Immediately on discovery of the outbreak, which occurred in the middle cottage, the neighbours made every possible assistance in endeavouring to check the spread of the flames, and in so doing, a man named Frogwell fell off the roof and injured his arm and leg.
When they saw that their efforts were of no use, a man rode into Dawlish and gave the alarm, but for some reason or other, only one man of the Fire Brigade (named Hill) responded to the call. With great promptitude, Hill was at the Fire station and opened the doors, quite expecting that the other members of the brigade would turn up and go to the scene of the fire with the engine but they, it is stated, refused to stir.
A large crowd soon gathered at the Fire Station and great fun was made of the Fire Brigade's action - or want of action. Four of those who wished to give, if possible, some help, hired a cab and drove to Ashcombe and on arriving there about midnight saw that the cottages were doomed, as the roof had fallen in, and the fire had a complete hold on the ceilings, floors, windows, etc. and soon nothing but bare walls remained.
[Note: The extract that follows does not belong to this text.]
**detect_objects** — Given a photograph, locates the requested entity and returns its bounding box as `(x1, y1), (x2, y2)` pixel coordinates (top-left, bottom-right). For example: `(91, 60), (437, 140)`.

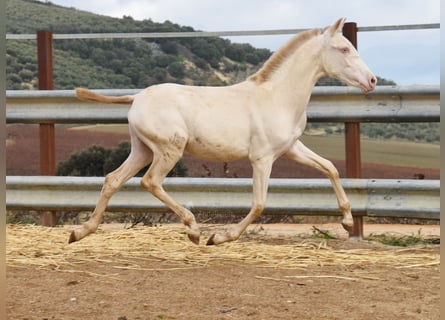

Had the engine been promptly taken there, it is possible that one or more of the cottages might have been saved as a large stream of water runs along about forty yards from the end of two of cottages. A great deal of time was thrown away in not calling the brigade before, it is true, the fire being discovered at 9.0pm and it being 10.50 before the messenger arrived at Dawlish, Still the brigade might have gone and done their best.
Great indignation was expressed by the cottagers and neighbours that no help from the Fire brigade arrived. PC John Hurved and PC Stone were on the scene soon after the outbreak.